The term shall include only services performed:

  1. on a farm, in connection with cultivating the soil, or in connection with raising or harvesting any agricultural or horticultural commodity, including the raising, shearing, feeding, caring for, training, and management of livestock, bees, poultry, and furbearing animals and wildlife; 
  2. in the employ of the owner or tenant or other operator of a farm, in connection with the operation, management, conservation, improvement, or maintenance of the farm and its tools and equipment if the major part of the service is performed on a farm; 
  3. in connection with:
    1. the production or harvesting of maple sugar or maple syrup or any commodity defined as an agricultural commodity in the Agricultural Marketing Act, as amended (12 U.S.C. 1141j);
    2. the raising or harvesting of mushrooms;
    3. the hatching of poultry;  or
    4. the operation or maintenance of ditches, canals, reservoirs, or waterways used exclusively for supplying and storing water for farming purposes;  and
  4. in handling, planting, drying, packing, packaging, processing, freezing, grading, storing, or delivering to storage, to market, or to a carrier for transportation to market, any agricultural or horticultural commodity, but only if service is performed as an incident to ordinary farming operation or, in the case of fruits and vegetables, as an incident to the preparation of fruits and vegetables for market.  
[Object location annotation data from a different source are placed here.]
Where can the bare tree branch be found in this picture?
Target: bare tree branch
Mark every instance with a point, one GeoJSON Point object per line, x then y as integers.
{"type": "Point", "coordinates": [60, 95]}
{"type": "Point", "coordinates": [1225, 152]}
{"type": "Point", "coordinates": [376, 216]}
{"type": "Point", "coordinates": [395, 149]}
    However, this exception shall not apply to services performed in connection with any agricultural or horticultural commodity after its delivery to a terminal market or processor for preparation or distribution for consumption. As used in this subdivision, “farm” includes stock, dairy, poultry, fruit, furbearing animals, and truck farms, nurseries, orchards, or greenhouses or other similar structures used primarily for the raising of agricultural or horticultural commodities. Migrant farm workers should be aware of the provisions of the Federal Migrant Farmworker Protection Act.  Migrant farm workers may contact the Migrant Farmworker Project of the Legal Services Organization of Indiana at (317) 631-9410 for assistance.
Withdrawing Option to Cover Workers
If a farmer decided to no longer provide coverage for his workers, no notification to the Workers Compensation Board is required. However, the employer must notify the workers that coverage will no longer be provided and notice should be in writing. The statute does not state that notice be made in writing but the thought is since the election is required to be in writing, notice to rescind coverage should also be in writing.